MİTOLOJİDEN İLHAM ALAN SANAT ESERLERİ
Derleyen: Nilgün Karataş

Gustav Klimt’in Danaë tablosunu ilk gördüğümde, mitolojik bir sahneden çok, bir kadının kendi içine doğru kıvrılmış derin bir rüyasının açıldığını hissetmiştim. Klimt’in altın varaklı dünyası, çoğu zaman gösterişli bir ışıltı gibi okunur ama burada ışığın tonu başka; daha içe kapanık, daha mahrem, daha sessiz.

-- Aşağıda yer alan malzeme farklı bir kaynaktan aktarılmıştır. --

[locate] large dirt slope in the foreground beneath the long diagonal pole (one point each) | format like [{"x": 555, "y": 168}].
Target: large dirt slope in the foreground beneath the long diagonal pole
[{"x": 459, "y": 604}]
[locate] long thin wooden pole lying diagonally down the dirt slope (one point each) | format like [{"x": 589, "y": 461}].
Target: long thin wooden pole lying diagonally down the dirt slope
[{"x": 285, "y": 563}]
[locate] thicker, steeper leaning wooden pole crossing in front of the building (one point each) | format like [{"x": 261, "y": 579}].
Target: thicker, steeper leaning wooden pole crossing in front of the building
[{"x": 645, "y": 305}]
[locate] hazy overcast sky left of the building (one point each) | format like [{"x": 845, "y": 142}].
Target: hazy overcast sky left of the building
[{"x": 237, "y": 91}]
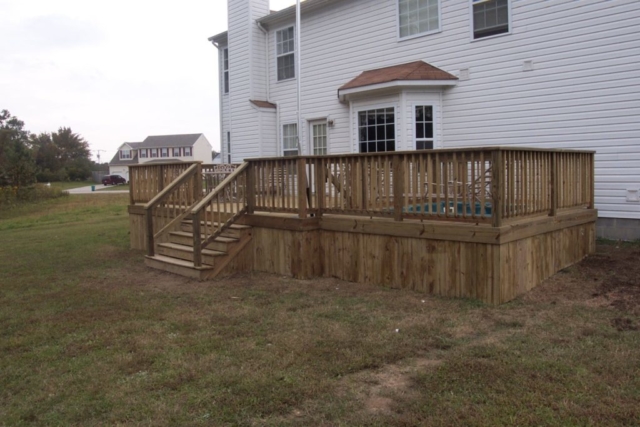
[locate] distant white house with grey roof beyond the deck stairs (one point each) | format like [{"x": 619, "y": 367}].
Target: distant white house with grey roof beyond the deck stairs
[{"x": 161, "y": 148}]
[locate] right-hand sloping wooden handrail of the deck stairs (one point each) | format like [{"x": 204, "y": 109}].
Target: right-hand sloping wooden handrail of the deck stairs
[{"x": 198, "y": 209}]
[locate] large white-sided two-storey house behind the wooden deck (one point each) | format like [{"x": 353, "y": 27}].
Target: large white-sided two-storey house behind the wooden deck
[{"x": 385, "y": 75}]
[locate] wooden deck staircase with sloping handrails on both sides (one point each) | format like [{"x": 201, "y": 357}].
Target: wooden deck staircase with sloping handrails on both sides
[{"x": 199, "y": 249}]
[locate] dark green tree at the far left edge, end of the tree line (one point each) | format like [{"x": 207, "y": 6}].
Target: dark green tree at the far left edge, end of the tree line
[{"x": 17, "y": 163}]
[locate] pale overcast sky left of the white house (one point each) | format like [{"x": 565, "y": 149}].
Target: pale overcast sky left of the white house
[{"x": 113, "y": 71}]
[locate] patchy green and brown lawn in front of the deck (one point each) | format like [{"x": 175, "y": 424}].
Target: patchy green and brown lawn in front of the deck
[{"x": 89, "y": 336}]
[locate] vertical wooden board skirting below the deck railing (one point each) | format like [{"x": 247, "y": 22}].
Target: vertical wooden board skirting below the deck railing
[{"x": 458, "y": 260}]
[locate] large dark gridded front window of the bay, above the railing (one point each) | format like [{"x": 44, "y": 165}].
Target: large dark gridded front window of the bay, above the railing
[{"x": 377, "y": 130}]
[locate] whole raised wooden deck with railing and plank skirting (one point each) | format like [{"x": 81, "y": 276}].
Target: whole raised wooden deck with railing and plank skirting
[{"x": 486, "y": 223}]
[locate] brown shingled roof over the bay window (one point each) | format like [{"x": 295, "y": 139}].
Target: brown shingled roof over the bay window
[{"x": 418, "y": 70}]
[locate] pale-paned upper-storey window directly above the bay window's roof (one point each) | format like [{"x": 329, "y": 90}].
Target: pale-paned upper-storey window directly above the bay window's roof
[{"x": 418, "y": 17}]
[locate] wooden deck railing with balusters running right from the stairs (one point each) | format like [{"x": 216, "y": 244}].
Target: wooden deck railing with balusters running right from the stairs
[{"x": 480, "y": 185}]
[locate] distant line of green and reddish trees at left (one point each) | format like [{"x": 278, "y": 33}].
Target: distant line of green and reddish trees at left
[{"x": 28, "y": 158}]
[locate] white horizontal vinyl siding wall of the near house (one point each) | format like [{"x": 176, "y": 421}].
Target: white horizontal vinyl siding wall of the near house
[{"x": 583, "y": 91}]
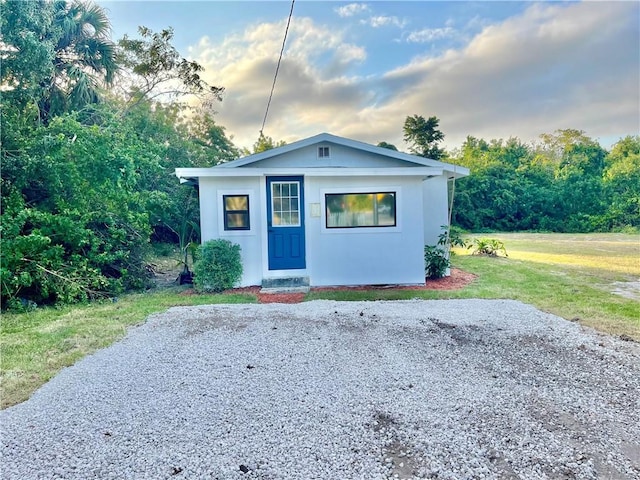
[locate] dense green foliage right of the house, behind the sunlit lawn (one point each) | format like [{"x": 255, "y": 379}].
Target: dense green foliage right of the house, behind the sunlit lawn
[{"x": 565, "y": 183}]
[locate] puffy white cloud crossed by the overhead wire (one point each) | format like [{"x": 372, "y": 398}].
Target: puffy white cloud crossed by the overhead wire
[{"x": 313, "y": 80}]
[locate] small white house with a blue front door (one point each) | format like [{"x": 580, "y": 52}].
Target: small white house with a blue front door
[{"x": 325, "y": 211}]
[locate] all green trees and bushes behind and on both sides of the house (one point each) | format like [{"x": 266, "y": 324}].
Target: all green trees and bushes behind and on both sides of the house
[{"x": 92, "y": 130}]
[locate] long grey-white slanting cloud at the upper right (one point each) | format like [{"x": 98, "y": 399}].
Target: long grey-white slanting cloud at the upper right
[{"x": 551, "y": 67}]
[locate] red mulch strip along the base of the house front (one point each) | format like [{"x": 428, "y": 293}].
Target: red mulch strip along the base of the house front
[{"x": 457, "y": 280}]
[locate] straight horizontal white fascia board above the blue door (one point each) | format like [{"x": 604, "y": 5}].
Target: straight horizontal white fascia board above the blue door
[{"x": 184, "y": 173}]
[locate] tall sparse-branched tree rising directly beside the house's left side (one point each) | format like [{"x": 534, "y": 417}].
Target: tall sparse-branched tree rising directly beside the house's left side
[{"x": 155, "y": 81}]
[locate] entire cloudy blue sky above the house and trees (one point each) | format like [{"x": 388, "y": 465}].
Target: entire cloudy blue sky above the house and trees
[{"x": 487, "y": 69}]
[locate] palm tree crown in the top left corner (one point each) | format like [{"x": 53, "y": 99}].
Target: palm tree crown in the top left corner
[{"x": 56, "y": 54}]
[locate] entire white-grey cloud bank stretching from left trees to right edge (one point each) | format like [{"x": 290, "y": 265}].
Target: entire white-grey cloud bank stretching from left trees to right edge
[{"x": 553, "y": 66}]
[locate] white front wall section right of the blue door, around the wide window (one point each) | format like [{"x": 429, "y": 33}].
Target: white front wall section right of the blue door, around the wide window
[{"x": 361, "y": 256}]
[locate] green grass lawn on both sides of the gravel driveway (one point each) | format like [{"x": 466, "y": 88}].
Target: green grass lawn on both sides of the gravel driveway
[{"x": 572, "y": 276}]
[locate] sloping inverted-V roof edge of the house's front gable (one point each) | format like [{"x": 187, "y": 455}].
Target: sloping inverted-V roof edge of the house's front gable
[{"x": 346, "y": 142}]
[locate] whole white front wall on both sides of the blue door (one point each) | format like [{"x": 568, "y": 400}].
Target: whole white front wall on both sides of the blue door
[{"x": 350, "y": 256}]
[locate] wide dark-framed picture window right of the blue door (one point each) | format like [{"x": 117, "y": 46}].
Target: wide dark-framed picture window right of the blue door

Mitolojide Zeus’un altın yağmuru olarak Danaë’nin hücresine inişi, çoğu anlatıda tanrısal bir güç gösterisi olarak geçer. Oysa Klimt, bu hikâyeyi başka bir yerden kuruyor. Altın, Danaë’nin üzerine gelmiyor; sanki onun içinden yükseliyor. Kadının kıvrımlı bedeni dışarıya kapalı görünse de, iç dünyasına tamamen açık. Uykuyla uyanıklık arasında, arzuyla teslimiyet arasında duran bir hâl… Klimt’in mor ve bakırın derin tonlarıyla kurduğu atmosfer, mitolojik bir olayı değil, kadının kendi içsel dönüşümünü izliyormuşuz hissini yaratıyor.
Danaë’nin yüzündeki dingin ifade, tanrısal bir dokunuşun verdiği hülyalı mutluluğa değil, içsel bir kabul hâline benziyor. Klimt’in kadınlara duyduğu hayranlık, onları “sırlarla dolu bir merkez” olarak görmesi burada çok net hissediliyor: Danaë, kendi mitini içinden yazan bir kadın gibi duruyor.
Gustav Klimt – Danaë (1907–08)
Teknik Bilgiler
• Sanatçı: Gustav Klimt
• Eser Adı: Danaë
• Yapım Yılı: 1907–1908
• Teknik: Tuval üzerine yağlıboya ve altın detaylar
• Boyut: Yaklaşık 77 × 83 cm
Nerede sergileniyor?
Danaë, bugün Viyana’daki Galerie Würthle koleksiyonunda bulunuyor ve dönem dönem farklı sergilere ödünç veriliyor. Klimt’in altın döneminin en etkileyici örneklerinden biri olduğu için Viyana’nın sanat seyahatlerinde özellikle aranan eserlerden.
Mitin Kısa Hikâyesi: Danaë ve Altın Yağmur
Argos Kralı Akrisios, erkek varisi olmadığı için Delfi Kehaneti’ne gider. Kehanet ona kızının bir oğlunun olacağını ve bu torunun kendisini öldüreceğini söyler. Kaderden kaçabileceğine inanan Akrisios, kızı Danaë’yi bronzdan yapılmış kapalı bir odaya —kimi anlatılarda yer altına gömülü bir odaya, kimi anlatılarda kule benzeri bir hücreye— kapatır.
Ancak Zeus, bu kapatılmışlığın içindeki güzelliğe âşık olur ve Danaë’nin yanına “altın yağmuru” biçiminde iner. Hikâyenin bazı antik versiyonlarında bu yağmur ışık, altın tozu ya da altın sikke olarak betimlenir; tümü aynı noktaya çıkar: Danaë hamile kalır ve kahraman Perseus dünyaya gelir.
Akrisios, kehanetin gerçekleşeceğinden korkar ama Zeus’un oğlunu öldürmeye de cesaret edemez. Bu yüzden daha dolaylı bir yolu seçer: Danaë ve bebeğini bir sandığa koyup denize bıraktırır. Fakat tanrılar onları korur; sandık sağ salim Serifos Adası’na ulaşır ve bir balıkçı olan Diktys tarafından bulunur.
Perseus büyüdüğünde Medusa’yı öldüren kahraman olacaktır; ancak kehanet hâlâ gölgededir. Yıllar sonra, bir spor müsabakasında diski yanlışlıkla dedesine isabet ettirir. Böylece Akrisios ölür ve kaçınılmaz olan gerçekleşir: Kehanet, tüm kaçış çabalarına rağmen tamamlanır.